Sabean may be able to pry Murphy away from the Mets by offering Adrianza plus a decent pitching prospect like Clayton Blackburn or Chris Stratton. This is a deal the Giants should make, even if it costs them a little bit more, as it will fill the huge void they have at second base.  

The other potential acquisition at the trade deadline would be for a starting pitcher. However, this pitcher would need to be measurably better than either Tim Lincecum or Ryan Vogelsong.

One such pitcher who is available is Jeff Samardzija of the Cubs.
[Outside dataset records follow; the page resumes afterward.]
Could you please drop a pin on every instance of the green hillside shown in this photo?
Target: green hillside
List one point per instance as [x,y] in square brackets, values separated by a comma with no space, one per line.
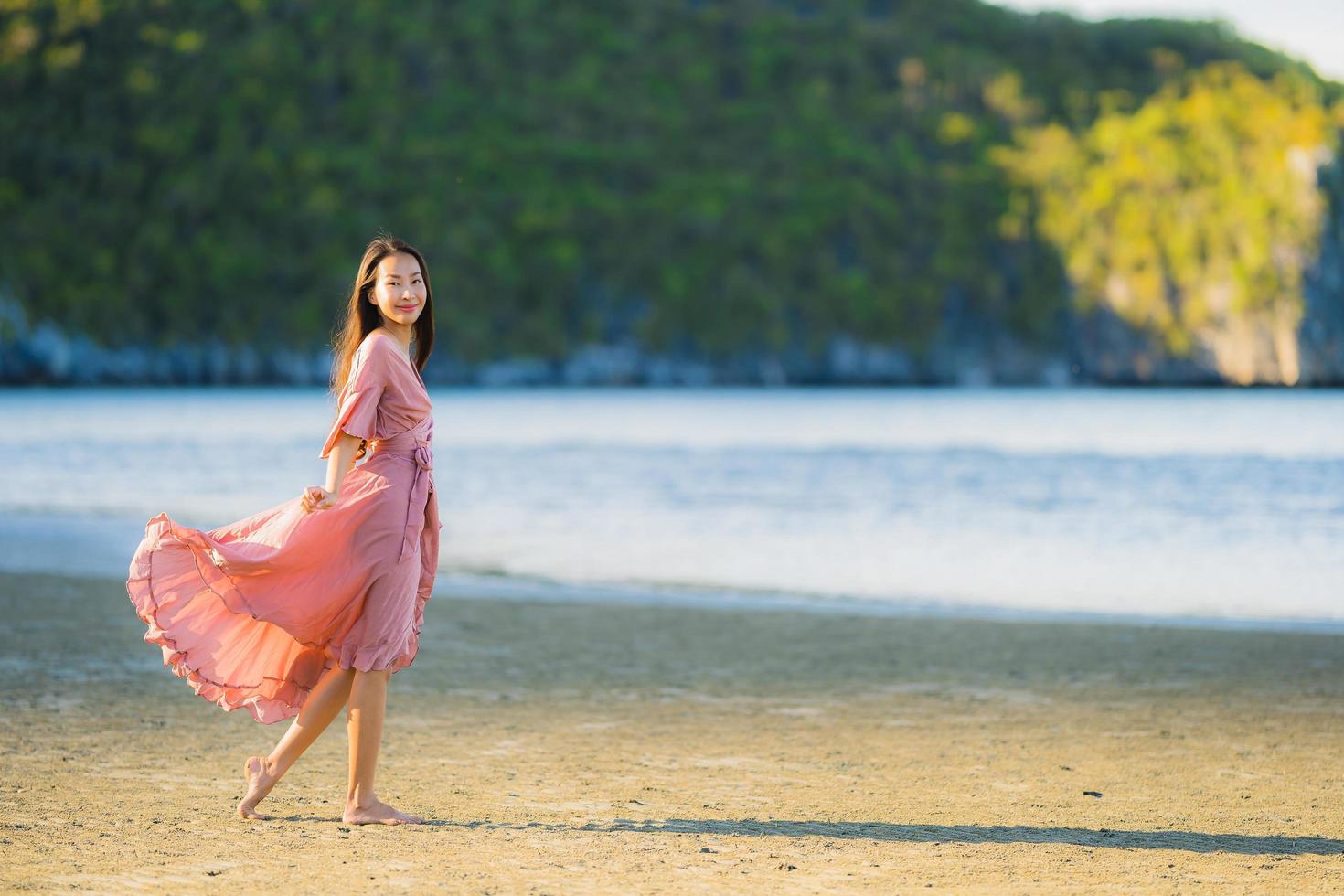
[698,176]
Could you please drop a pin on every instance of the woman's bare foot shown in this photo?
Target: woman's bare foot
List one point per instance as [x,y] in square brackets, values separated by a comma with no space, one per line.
[378,813]
[260,781]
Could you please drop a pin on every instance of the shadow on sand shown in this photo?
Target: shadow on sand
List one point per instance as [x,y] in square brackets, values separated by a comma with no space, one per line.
[1181,840]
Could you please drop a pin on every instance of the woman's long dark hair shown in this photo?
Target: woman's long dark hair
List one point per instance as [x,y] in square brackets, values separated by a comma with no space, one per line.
[362,316]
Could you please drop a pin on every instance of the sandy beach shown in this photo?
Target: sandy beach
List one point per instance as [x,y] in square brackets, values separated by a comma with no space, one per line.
[598,749]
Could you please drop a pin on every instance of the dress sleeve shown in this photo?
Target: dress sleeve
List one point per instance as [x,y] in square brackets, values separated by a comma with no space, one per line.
[357,400]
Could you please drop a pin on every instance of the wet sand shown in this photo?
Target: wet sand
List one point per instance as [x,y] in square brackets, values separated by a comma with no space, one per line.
[597,749]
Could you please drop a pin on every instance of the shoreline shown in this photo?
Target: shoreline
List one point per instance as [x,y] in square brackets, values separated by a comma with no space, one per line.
[617,749]
[37,541]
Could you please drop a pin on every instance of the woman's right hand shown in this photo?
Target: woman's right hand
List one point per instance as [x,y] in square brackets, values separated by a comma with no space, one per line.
[316,497]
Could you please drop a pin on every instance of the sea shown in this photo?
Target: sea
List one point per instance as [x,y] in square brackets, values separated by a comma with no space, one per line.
[1153,506]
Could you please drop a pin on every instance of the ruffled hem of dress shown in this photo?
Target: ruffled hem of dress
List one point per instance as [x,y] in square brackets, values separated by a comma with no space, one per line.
[265,709]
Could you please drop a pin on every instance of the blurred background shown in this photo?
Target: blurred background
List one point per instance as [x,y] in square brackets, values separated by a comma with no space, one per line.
[895,306]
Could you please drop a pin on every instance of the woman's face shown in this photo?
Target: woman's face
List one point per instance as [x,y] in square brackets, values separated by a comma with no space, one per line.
[400,289]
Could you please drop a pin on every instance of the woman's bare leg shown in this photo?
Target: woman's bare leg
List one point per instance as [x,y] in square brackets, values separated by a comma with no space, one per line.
[322,707]
[365,723]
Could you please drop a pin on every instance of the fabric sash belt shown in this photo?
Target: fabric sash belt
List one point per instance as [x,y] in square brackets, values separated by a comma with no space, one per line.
[413,443]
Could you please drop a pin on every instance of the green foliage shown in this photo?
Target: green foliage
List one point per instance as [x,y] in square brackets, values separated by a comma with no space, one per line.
[1192,211]
[730,175]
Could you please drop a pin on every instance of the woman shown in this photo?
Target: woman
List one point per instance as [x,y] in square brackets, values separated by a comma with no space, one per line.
[299,609]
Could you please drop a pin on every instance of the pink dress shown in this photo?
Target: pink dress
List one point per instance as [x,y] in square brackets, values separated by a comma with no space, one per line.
[253,613]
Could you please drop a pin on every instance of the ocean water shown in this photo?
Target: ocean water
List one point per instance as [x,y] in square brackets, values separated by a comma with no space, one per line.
[1217,507]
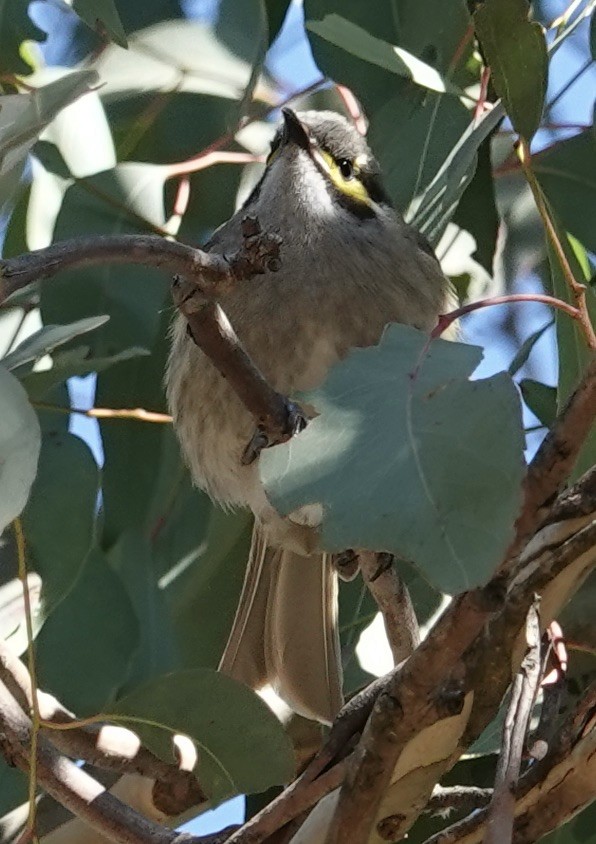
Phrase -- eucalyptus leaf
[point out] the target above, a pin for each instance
(357, 41)
(574, 352)
(24, 116)
(525, 350)
(20, 441)
(242, 746)
(96, 626)
(16, 26)
(42, 342)
(133, 558)
(65, 492)
(73, 362)
(566, 174)
(437, 456)
(541, 399)
(515, 49)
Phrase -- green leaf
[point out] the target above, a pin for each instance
(477, 212)
(15, 27)
(132, 557)
(574, 354)
(42, 342)
(19, 447)
(202, 553)
(541, 399)
(426, 124)
(53, 505)
(276, 11)
(14, 789)
(440, 199)
(173, 55)
(567, 174)
(66, 364)
(98, 629)
(360, 43)
(24, 116)
(102, 17)
(515, 49)
(242, 746)
(525, 350)
(440, 458)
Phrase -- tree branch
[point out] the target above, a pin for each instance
(552, 791)
(554, 461)
(75, 789)
(523, 694)
(393, 600)
(418, 694)
(212, 272)
(108, 747)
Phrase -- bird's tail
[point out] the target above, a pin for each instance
(285, 630)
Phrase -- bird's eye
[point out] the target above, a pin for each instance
(275, 144)
(346, 168)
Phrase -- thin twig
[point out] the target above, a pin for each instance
(422, 691)
(74, 788)
(578, 290)
(553, 462)
(458, 798)
(300, 796)
(393, 600)
(104, 746)
(35, 714)
(523, 694)
(138, 414)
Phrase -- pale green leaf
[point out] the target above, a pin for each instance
(102, 16)
(242, 746)
(409, 456)
(360, 43)
(42, 342)
(515, 49)
(19, 447)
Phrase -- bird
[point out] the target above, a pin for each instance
(349, 265)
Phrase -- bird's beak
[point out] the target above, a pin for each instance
(294, 131)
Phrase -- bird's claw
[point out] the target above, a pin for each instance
(296, 421)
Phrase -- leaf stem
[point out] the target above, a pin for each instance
(35, 715)
(445, 320)
(577, 289)
(139, 414)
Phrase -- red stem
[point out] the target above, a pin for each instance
(445, 320)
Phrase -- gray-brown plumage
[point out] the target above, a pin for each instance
(349, 265)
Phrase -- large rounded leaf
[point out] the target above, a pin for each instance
(410, 456)
(242, 746)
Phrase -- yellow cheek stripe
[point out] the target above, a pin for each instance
(352, 188)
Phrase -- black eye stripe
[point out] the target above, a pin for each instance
(346, 168)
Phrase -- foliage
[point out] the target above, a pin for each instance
(141, 572)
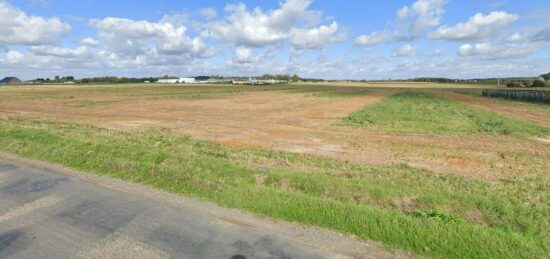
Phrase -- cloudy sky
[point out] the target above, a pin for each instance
(322, 38)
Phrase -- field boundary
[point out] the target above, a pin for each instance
(529, 96)
(319, 238)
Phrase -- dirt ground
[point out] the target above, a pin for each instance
(517, 110)
(296, 122)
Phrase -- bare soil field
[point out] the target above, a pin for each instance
(287, 120)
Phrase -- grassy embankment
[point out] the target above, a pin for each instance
(421, 112)
(403, 207)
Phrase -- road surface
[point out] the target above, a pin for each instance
(50, 213)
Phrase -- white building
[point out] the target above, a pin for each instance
(186, 80)
(168, 81)
(181, 80)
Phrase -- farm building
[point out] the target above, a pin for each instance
(181, 80)
(11, 81)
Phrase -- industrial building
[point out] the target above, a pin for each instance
(181, 80)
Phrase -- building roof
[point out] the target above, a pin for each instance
(11, 80)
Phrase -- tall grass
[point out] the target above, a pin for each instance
(403, 207)
(422, 112)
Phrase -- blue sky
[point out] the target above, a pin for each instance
(312, 38)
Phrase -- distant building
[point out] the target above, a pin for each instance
(168, 81)
(181, 80)
(11, 81)
(186, 80)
He is making only $5.345 million this year, and like Murphy, he will be in his final year of arbitration eligibility in 2015.

Money will not be an issue for the Giants for the remainder of 2014, although it could be an issue for the Giants to sign him for the 2015 season and beyond.

However, Samardzija is not eligible to become a free agent until after next season, so this is not a rent-a-player scenario. 

Samardzija has thrown 91 innings this season, allowing 81 hits and 26 walks while striking out 82. His ERA is 2.77, and he has a WHIP of 1.176. Both of these numbers are very good. 

The Cubs will demand a king’s ransom for Samardzija. Any deal would need to include the Giants’ top pitching prospect Kyle Crick. In addition, the Cubs will likely want a couple more decent prospects in the deal.

If the Giants had to part with Crick and two other top prospects, such as catcher Andrew Susac and pitcher Martin Agosta, this is a deal they should do. Whenever you have a real chance to win now, it’s something you must capitalize on. The Giants have that chance in 2014.

If Samardzija becomes a Giant, the resulting move would be Ryan Vogelsong or Tim Lincecum to the bullpen. If Lincecum is willing to make the move, that will benefit the team, but if not, the Giants should be perfectly fine moving Vogelsong.

Look for things to start heating up in July around the All-Star break as Sabean starts maneuvering to strengthen his team. A couple of stellar moves like acquiring Murphy and Samardzija could be the Giants’ next ticket to the World Series.